I have almost exactly the same setup as the video waiting for me to replace my home server hardware (A2000/5700/B450D4U) with for the last few months,

RTX 4000 Ada
Ryzen 7900
ASrockRack B650D4U-2L2T motherboard

Added a 80+ titanium power supply (one with specifically high idle efficiency as this is not really included in the 80+ rating)
A Coral Dual Edge TPU for running models for Frigate
A Crucial T705 4TB PCIe 5 SSD (only one m.2 slot on the board)
And a 1.5TB Optane driver for the write heavy stuff

Poor thing is gathering dust waiting for me to find time

Domrockt · April 12, 2024, 2:56pm

i have around eval rate: 6.21 tokens/s with my RTX a4500 with an wizard-vicuna-uncensored:30b Model running on Unraid. Is that good or not? i mean it feels runnable.

wendell · April 12, 2024, 3:24pm

that’s around the speed you get on cpu only/7900 +/-

Domrockt · April 12, 2024, 4:03pm

hm ok i tested with llama2:13b-chat-q6_K --verbose that went fully into VRam and i have about 34.38 tokens/s, so the bigger the model and it swapps to my DDR4 the more it uses CPU, i see.
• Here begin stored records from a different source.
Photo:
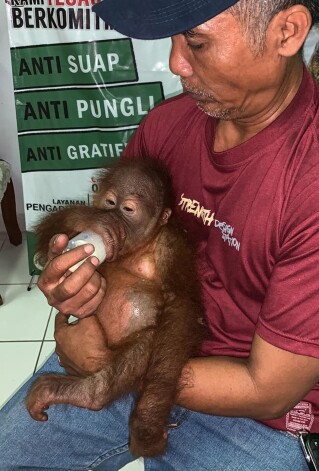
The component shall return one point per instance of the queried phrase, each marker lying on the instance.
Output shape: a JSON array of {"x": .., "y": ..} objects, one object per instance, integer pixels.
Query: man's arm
[{"x": 265, "y": 386}]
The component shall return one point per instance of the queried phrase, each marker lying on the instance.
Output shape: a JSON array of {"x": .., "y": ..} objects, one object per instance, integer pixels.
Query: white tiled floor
[{"x": 26, "y": 324}]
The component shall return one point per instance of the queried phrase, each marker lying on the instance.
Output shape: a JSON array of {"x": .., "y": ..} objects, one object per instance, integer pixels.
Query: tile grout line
[{"x": 42, "y": 342}]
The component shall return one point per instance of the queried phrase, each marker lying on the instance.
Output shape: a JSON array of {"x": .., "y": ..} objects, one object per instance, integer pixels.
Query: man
[{"x": 242, "y": 146}]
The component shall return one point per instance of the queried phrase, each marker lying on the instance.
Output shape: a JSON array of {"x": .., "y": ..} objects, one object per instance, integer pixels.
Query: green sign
[
  {"x": 104, "y": 107},
  {"x": 71, "y": 151},
  {"x": 86, "y": 63}
]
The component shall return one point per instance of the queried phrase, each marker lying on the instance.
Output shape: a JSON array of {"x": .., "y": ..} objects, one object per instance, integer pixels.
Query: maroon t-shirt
[{"x": 253, "y": 213}]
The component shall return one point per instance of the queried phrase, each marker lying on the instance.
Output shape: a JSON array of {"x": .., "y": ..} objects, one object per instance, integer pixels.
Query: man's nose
[{"x": 178, "y": 62}]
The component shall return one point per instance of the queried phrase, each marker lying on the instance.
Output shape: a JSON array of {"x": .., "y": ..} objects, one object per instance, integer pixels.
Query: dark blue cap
[{"x": 155, "y": 19}]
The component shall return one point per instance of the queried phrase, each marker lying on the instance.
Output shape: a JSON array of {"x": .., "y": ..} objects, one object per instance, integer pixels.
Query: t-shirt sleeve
[{"x": 289, "y": 317}]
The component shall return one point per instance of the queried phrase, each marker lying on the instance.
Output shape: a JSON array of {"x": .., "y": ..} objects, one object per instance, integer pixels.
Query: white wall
[{"x": 9, "y": 149}]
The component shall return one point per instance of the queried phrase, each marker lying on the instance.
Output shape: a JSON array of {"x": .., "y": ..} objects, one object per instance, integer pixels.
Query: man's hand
[
  {"x": 81, "y": 345},
  {"x": 78, "y": 293}
]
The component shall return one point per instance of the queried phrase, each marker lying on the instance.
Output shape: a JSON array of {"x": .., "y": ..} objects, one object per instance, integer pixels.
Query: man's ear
[{"x": 293, "y": 25}]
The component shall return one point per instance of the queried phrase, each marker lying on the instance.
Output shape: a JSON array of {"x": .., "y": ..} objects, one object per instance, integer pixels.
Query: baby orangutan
[{"x": 150, "y": 321}]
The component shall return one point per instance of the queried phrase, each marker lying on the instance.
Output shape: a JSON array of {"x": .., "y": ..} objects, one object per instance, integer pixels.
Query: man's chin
[{"x": 216, "y": 112}]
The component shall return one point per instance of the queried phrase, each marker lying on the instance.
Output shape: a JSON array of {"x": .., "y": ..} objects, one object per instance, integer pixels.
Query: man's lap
[{"x": 78, "y": 439}]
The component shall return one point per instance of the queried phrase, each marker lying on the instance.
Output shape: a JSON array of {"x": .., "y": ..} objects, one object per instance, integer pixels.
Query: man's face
[{"x": 220, "y": 71}]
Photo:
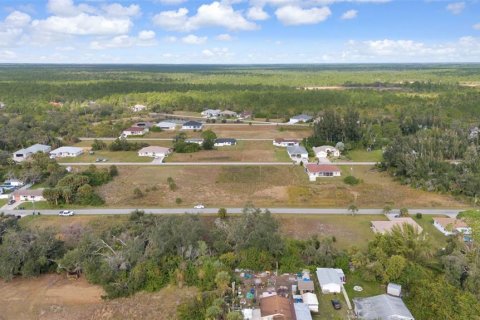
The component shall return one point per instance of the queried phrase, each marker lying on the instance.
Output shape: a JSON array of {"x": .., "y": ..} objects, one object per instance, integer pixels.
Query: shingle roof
[{"x": 381, "y": 307}]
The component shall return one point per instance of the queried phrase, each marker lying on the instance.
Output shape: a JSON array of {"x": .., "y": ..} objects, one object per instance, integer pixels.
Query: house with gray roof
[
  {"x": 381, "y": 307},
  {"x": 24, "y": 154}
]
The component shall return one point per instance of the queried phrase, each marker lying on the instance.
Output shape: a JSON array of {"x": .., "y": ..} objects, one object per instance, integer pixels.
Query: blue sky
[{"x": 239, "y": 31}]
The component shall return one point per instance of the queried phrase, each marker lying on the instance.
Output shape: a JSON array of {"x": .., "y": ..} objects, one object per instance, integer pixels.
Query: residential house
[
  {"x": 300, "y": 119},
  {"x": 192, "y": 125},
  {"x": 154, "y": 151},
  {"x": 311, "y": 300},
  {"x": 228, "y": 114},
  {"x": 276, "y": 308},
  {"x": 326, "y": 151},
  {"x": 24, "y": 154},
  {"x": 211, "y": 113},
  {"x": 221, "y": 142},
  {"x": 381, "y": 307},
  {"x": 64, "y": 152},
  {"x": 298, "y": 153},
  {"x": 134, "y": 131},
  {"x": 166, "y": 125},
  {"x": 279, "y": 142},
  {"x": 138, "y": 107},
  {"x": 28, "y": 195},
  {"x": 387, "y": 226},
  {"x": 451, "y": 226},
  {"x": 330, "y": 280},
  {"x": 198, "y": 141},
  {"x": 321, "y": 170},
  {"x": 302, "y": 312}
]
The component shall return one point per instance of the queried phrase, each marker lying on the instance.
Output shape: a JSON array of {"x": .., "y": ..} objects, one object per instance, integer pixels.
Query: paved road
[
  {"x": 305, "y": 211},
  {"x": 153, "y": 163}
]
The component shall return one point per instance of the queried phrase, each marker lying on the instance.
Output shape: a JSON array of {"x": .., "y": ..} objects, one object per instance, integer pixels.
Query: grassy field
[
  {"x": 365, "y": 156},
  {"x": 264, "y": 186},
  {"x": 246, "y": 151},
  {"x": 117, "y": 156},
  {"x": 242, "y": 131}
]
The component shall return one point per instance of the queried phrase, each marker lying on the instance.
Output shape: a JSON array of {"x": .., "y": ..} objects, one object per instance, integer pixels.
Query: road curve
[{"x": 280, "y": 211}]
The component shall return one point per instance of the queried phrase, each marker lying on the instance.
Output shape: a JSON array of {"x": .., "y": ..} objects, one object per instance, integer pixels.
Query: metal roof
[{"x": 381, "y": 307}]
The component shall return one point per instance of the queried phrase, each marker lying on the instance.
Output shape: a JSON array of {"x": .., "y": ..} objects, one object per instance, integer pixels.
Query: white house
[
  {"x": 28, "y": 195},
  {"x": 134, "y": 131},
  {"x": 298, "y": 153},
  {"x": 300, "y": 118},
  {"x": 315, "y": 171},
  {"x": 24, "y": 154},
  {"x": 381, "y": 307},
  {"x": 64, "y": 152},
  {"x": 166, "y": 125},
  {"x": 330, "y": 280},
  {"x": 451, "y": 226},
  {"x": 311, "y": 300},
  {"x": 192, "y": 125},
  {"x": 279, "y": 142},
  {"x": 138, "y": 107},
  {"x": 326, "y": 151},
  {"x": 211, "y": 113},
  {"x": 221, "y": 142},
  {"x": 154, "y": 151}
]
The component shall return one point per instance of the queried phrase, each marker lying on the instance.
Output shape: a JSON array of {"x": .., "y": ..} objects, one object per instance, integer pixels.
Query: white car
[{"x": 66, "y": 213}]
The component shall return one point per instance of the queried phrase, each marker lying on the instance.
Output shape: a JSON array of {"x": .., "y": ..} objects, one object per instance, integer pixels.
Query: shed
[
  {"x": 394, "y": 289},
  {"x": 381, "y": 307}
]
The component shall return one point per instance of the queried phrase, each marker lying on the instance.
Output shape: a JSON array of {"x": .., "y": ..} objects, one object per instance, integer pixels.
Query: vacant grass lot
[
  {"x": 244, "y": 151},
  {"x": 117, "y": 156},
  {"x": 263, "y": 186},
  {"x": 243, "y": 131}
]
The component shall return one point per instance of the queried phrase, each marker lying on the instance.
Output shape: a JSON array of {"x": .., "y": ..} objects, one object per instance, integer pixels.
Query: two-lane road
[{"x": 281, "y": 211}]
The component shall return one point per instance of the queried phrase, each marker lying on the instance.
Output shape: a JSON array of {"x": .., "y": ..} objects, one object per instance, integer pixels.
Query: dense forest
[{"x": 148, "y": 252}]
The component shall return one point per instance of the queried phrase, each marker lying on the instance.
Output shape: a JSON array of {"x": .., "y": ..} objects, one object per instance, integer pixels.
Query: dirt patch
[{"x": 53, "y": 297}]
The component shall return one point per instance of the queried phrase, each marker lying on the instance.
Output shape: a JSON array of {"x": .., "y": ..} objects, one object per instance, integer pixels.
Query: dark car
[{"x": 336, "y": 304}]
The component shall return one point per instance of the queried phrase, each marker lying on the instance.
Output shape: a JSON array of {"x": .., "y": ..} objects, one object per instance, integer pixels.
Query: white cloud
[
  {"x": 215, "y": 14},
  {"x": 193, "y": 39},
  {"x": 17, "y": 19},
  {"x": 257, "y": 13},
  {"x": 350, "y": 14},
  {"x": 294, "y": 15},
  {"x": 146, "y": 35},
  {"x": 224, "y": 37},
  {"x": 83, "y": 24},
  {"x": 117, "y": 10},
  {"x": 456, "y": 7}
]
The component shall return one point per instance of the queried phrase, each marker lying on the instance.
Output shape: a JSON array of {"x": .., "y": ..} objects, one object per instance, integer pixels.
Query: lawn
[
  {"x": 244, "y": 151},
  {"x": 347, "y": 230},
  {"x": 244, "y": 131},
  {"x": 267, "y": 186},
  {"x": 365, "y": 156},
  {"x": 117, "y": 156}
]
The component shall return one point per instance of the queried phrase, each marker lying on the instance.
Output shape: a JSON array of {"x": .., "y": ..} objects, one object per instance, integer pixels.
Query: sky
[{"x": 239, "y": 31}]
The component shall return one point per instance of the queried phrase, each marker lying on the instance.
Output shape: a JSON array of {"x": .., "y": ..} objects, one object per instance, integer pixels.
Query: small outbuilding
[{"x": 381, "y": 307}]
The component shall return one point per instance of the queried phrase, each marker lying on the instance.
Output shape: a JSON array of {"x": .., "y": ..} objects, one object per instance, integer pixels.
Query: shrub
[{"x": 351, "y": 180}]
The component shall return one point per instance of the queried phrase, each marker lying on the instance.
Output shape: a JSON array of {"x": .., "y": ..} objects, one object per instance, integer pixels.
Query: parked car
[
  {"x": 66, "y": 213},
  {"x": 336, "y": 304}
]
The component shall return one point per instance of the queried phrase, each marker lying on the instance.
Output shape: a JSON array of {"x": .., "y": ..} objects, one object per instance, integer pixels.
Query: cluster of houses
[
  {"x": 217, "y": 113},
  {"x": 288, "y": 297},
  {"x": 62, "y": 152}
]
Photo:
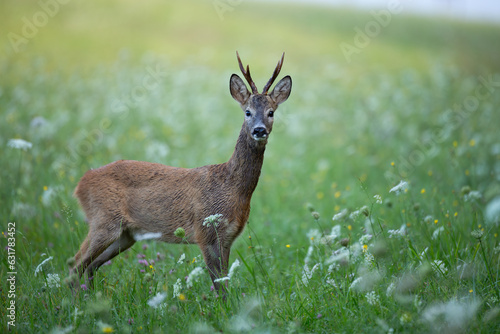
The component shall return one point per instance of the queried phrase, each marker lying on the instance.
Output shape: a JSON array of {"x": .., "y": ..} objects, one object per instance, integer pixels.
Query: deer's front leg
[{"x": 217, "y": 259}]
iam downloading some 30b in the sub 20GB range and test them.

alpha754293 · April 14, 2024, 6:23am

It looks like that for me, with only a RTX A2000 6 GB to play with, that’s nowhere CLOSE to having enough VRAM/powerful enough to be able to play with the 70b model.

Bummer.

edit
In the latest video, @wendell mentioned about using a WebUI for Automatic 1111 (GitHub - AbdBarho/stable-diffusion-webui-docker: Easy Docker setup for Stable Diffusion with user-friendly UI)
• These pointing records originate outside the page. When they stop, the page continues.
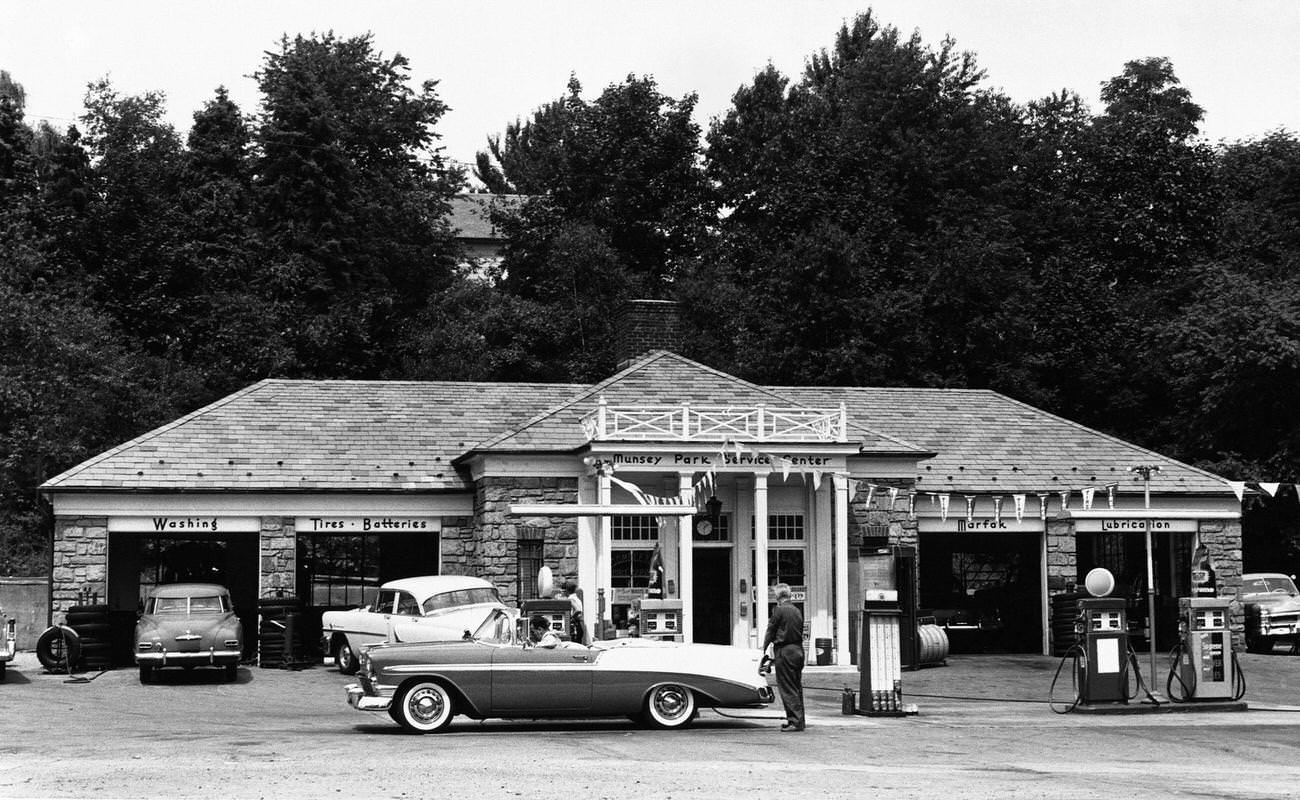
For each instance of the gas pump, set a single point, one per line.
(1203, 662)
(1101, 657)
(1104, 636)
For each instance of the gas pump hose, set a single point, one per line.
(1078, 653)
(1188, 691)
(1238, 678)
(1142, 684)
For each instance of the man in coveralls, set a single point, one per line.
(785, 635)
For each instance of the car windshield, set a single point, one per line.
(1277, 584)
(498, 628)
(460, 597)
(204, 604)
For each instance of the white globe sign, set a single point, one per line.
(1099, 582)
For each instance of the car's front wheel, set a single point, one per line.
(424, 708)
(345, 657)
(670, 706)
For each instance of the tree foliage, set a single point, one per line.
(883, 217)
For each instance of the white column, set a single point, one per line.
(841, 573)
(685, 563)
(1044, 601)
(589, 550)
(603, 569)
(761, 554)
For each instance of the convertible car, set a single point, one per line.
(493, 674)
(412, 609)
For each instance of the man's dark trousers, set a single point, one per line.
(789, 682)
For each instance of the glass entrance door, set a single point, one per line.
(711, 608)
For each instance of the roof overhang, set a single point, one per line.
(601, 510)
(1145, 514)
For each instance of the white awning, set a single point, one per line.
(1145, 514)
(602, 510)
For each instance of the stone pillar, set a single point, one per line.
(488, 549)
(685, 565)
(1222, 539)
(278, 557)
(81, 562)
(844, 651)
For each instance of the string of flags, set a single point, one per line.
(705, 487)
(1239, 488)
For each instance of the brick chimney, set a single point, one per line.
(646, 325)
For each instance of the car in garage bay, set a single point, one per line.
(497, 674)
(189, 625)
(429, 608)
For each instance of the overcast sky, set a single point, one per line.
(499, 60)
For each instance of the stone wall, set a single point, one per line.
(1062, 557)
(81, 562)
(1223, 541)
(879, 518)
(490, 549)
(278, 554)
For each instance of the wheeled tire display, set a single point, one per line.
(670, 706)
(59, 649)
(424, 708)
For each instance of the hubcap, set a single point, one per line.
(670, 703)
(425, 705)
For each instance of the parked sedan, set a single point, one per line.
(1272, 609)
(412, 609)
(494, 675)
(187, 625)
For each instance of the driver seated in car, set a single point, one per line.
(540, 634)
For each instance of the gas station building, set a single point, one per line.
(320, 489)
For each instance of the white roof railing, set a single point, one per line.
(715, 423)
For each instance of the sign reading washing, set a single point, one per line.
(367, 524)
(198, 523)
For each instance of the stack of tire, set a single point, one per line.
(280, 638)
(85, 641)
(1065, 610)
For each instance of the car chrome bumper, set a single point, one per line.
(359, 700)
(189, 658)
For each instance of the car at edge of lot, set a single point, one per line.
(430, 608)
(493, 674)
(187, 625)
(1272, 609)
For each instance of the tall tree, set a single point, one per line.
(869, 236)
(616, 203)
(350, 198)
(237, 333)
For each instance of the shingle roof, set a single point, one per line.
(471, 213)
(989, 442)
(284, 435)
(339, 436)
(666, 379)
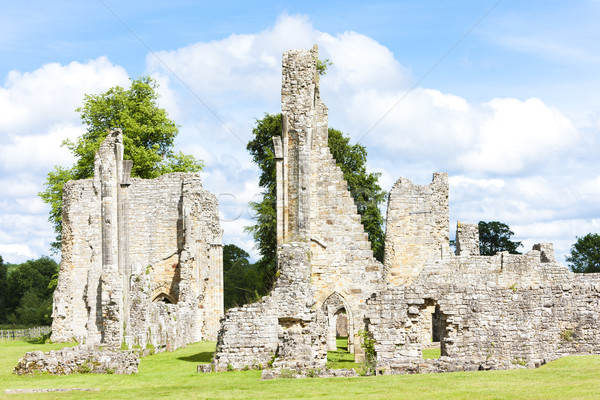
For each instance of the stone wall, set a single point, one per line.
(501, 311)
(314, 202)
(417, 227)
(283, 330)
(80, 359)
(141, 259)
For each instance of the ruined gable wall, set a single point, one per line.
(81, 254)
(321, 209)
(497, 312)
(130, 241)
(284, 329)
(417, 227)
but the error message that I am getting is:

ubuntu@nvidia-ai:~/stable-diffusion-webui-docker$ sudo docker compose --profile download up --build
[sudo] password for ubuntu:
WARN[0000] /home/ubuntu/stable-diffusion-webui-docker/docker-compose.yml: `version` is obsolete
[+] Building 0.8s (6/8)                                                                                            docker:default
 => [download internal] load build definition from Dockerfile                                                                0.0s
[+] Building 0.8s (6/8)                                                                                            docker:default
 => [download internal] load build definition from Dockerfile                                                                0.0s
 => => transferring dockerfile: 185B                                                                                         0.0s
 => [download internal] load metadata for docker.io/library/bash:alpine3.19                                                  0.4s
 => [download internal] load .dockerignore                                                                                   0.0s
 => => transferring context: 2B                                                                                              0.0s
 => CACHED [download 1/4] FROM docker.io/library/bash:alpine3.19@sha256:5353512b79d2963e92a2b97d9cb52df72d32f94661aa825fcfa  0.0s
 => [download internal] load build context                                                                                   0.0s
 => => transferring context: 128B                                                                                            0.0s
 => ERROR [download 2/4] RUN apk update && apk add parallel aria2                                                            0.4s
------
 > [download 2/4] RUN apk update && apk add parallel aria2:
0.248 runc run failed: unable to start container process: error during container init: unable to apply apparmor profile: apparmor failed to apply profile: write /proc/self/attr/apparmor/exec: no such file or directory
------
failed to solve: process "/bin/sh -c apk update && apk add parallel aria2" did not complete successfully: exit code: 1

Apparmor, in my Ubuntu 22.04 LTS privileged LXC container is already set to unconfined in my <<CTID>>.conf in Proxmox 7.4-17.

My RTX A2000 6 GB has been successfully passed through to the LXC container and I’ve also got the Nvidia Container Toolkit installed successfully and the sample workload of running nvidia-smi also ran successfully as well.

Cakepans · April 15, 2024, 8:01pm

I used LM Studio and just picked the model that had the most parameters that my GPU was capable of running.

I have a 9700TX 20GB other than hanging sometimes at the start its quick.

it glitches out pretty bad sometimes and just starts putting out trash but otherwise its for sure chatting away.